Beclin1 controls caspase-4 inflammsome activation and pyroptosis in mouse myocardial reperfusion-induced microvascular injury

BACKGROUND: Myocardial reperfusion injury is often accompanied by cell death and inflammatory reactions. Recently, pyroptosis is gradually recognized as pivotal role in cardiovascular disease. However, little is known about the regulatory role of beclin1 in the control of caspase-4 activation and pyroptosis. The present study confirmed whether beclin1 regulates caspase-4 mediated pyroptosis and thereby protects Human Cardiac microvascular endothelial cells (HCMECs) against injury. METHODS: TTC and Evan's blue dye, western blot, immunofluorescence and immunohistochemistry staining were performed in wild mice and transgenic mice with overexpression of beclin 1(BECN1-Tg). CMECs were transfected with a beclin1 lentivirus. The cell cytotoxicity was analyzed by LDH-Cytotoxicity Assay Kit. The protein levels of autophagy protein (Beclin1, p62 and LC3II/LC3I) and caspase-4/GSDMD pathway were determined by western blot.

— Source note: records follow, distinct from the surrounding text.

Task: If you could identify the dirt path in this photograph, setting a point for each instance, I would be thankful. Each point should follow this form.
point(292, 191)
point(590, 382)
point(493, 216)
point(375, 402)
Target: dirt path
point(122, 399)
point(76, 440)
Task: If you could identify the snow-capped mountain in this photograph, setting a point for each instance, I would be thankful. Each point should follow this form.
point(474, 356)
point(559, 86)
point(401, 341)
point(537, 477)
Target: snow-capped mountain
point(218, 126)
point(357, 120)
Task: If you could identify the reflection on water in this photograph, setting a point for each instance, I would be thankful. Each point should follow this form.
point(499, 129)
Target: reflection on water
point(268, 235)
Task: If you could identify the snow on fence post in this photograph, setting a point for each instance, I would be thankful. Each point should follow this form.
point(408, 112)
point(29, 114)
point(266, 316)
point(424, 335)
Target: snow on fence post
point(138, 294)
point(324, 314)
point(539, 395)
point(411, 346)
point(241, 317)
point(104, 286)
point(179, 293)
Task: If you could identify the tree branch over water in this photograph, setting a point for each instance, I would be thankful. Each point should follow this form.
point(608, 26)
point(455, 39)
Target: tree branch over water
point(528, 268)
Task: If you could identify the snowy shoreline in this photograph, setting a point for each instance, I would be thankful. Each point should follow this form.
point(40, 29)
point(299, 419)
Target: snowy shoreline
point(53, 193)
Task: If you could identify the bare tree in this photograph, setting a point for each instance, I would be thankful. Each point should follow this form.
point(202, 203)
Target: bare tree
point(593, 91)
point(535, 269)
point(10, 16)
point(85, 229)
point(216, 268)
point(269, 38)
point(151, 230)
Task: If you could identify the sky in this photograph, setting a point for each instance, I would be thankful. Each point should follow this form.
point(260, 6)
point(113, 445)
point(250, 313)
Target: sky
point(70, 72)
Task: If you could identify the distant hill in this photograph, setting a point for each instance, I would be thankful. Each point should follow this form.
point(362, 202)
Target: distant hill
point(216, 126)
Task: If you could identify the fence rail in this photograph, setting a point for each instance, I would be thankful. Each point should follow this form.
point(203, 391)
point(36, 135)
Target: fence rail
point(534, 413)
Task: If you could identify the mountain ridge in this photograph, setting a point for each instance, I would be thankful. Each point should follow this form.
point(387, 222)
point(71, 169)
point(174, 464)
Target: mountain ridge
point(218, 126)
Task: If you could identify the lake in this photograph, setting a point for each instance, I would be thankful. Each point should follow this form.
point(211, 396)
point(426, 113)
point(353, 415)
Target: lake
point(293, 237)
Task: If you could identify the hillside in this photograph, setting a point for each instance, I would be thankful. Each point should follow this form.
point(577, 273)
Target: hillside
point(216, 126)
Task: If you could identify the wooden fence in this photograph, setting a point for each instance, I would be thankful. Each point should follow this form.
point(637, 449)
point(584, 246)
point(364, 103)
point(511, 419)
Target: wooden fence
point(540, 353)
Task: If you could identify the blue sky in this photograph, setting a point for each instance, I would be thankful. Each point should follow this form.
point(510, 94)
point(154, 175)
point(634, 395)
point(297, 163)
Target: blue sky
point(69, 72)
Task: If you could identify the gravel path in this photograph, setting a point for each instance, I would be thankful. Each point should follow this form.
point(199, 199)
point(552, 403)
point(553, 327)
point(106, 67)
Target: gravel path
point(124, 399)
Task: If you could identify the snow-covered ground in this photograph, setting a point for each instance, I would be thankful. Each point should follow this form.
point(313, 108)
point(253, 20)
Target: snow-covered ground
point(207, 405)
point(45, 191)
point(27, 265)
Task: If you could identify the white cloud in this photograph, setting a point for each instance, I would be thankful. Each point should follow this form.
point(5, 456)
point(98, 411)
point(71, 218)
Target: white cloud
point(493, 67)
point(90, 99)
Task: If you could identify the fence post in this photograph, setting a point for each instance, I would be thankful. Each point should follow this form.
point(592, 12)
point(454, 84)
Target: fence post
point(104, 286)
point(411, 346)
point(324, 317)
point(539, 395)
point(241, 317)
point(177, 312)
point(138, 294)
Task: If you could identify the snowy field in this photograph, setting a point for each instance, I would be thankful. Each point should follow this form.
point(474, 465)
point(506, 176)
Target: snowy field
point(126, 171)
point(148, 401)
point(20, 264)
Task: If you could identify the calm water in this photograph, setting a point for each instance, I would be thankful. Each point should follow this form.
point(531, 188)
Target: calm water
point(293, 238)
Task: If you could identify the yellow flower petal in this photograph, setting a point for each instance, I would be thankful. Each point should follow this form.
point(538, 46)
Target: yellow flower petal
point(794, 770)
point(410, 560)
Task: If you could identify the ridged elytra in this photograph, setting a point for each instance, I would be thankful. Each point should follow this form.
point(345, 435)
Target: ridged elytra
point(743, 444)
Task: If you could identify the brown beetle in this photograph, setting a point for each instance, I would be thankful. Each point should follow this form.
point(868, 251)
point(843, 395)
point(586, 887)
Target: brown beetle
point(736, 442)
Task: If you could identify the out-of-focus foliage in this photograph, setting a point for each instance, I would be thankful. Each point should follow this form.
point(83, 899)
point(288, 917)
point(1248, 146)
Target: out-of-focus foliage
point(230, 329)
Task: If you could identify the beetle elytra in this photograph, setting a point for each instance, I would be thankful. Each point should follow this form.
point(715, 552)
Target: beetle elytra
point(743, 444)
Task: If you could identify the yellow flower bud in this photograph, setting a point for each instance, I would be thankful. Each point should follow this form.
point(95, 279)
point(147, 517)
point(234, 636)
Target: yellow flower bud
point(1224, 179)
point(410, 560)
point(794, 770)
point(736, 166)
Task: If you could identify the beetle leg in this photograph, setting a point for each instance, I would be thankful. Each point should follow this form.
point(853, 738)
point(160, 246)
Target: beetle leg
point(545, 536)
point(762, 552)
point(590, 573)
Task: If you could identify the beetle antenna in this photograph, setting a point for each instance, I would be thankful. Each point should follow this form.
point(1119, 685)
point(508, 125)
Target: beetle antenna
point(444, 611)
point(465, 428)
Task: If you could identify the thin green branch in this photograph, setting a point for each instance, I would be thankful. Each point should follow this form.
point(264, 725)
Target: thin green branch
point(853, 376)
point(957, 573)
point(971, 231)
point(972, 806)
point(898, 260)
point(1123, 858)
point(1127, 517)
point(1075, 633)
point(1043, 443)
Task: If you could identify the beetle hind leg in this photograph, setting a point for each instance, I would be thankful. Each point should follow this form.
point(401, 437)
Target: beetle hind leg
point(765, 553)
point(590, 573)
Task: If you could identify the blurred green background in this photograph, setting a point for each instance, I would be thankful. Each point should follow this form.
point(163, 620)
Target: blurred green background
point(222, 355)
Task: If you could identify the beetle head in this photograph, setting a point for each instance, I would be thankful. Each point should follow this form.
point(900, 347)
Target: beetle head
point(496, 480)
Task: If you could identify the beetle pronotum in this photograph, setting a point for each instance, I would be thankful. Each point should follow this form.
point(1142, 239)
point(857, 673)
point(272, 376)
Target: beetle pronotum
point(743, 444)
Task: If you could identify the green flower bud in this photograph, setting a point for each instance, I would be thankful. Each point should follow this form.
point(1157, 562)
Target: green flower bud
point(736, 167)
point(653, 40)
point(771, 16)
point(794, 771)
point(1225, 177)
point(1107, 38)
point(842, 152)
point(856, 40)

Autophagic vacuoles in cells were monitored with RFP-GFP-LC3 using fluorescence microscope. RESULTS: I/R caused caspase-4 activity and gasdermin D expression increase in vivo and in vitro. Overexpression of beclin1 in heart tissue and CMECs suppressed the caspase-4 activity and decreased the levels of gasdermin D; meanwhile beclin1 overexpression also reduced IL-1β levels, promoted autophagy (p62 expression was inhibited while LC3II expression was increased) in the heart and CMECs. Interestingly, beclin1 overexpression increased animal survival and attenuated myocardial infarct size (45 ± 6.13 vs 22 ± 4.37), no-reflow area (39 ± 5.22 vs 16 ± 2.54) post-myocardial ischemia reperfusion. CONCLUSIONS: Induction of beclin-1 signaling can be a potential therapeutic target in myocardial reperfusion-induced microvascular injury. SUPPLEMENTARY INFORMATION: The online version contains supplementary material available at 10.1186/s12964-021-00786-z.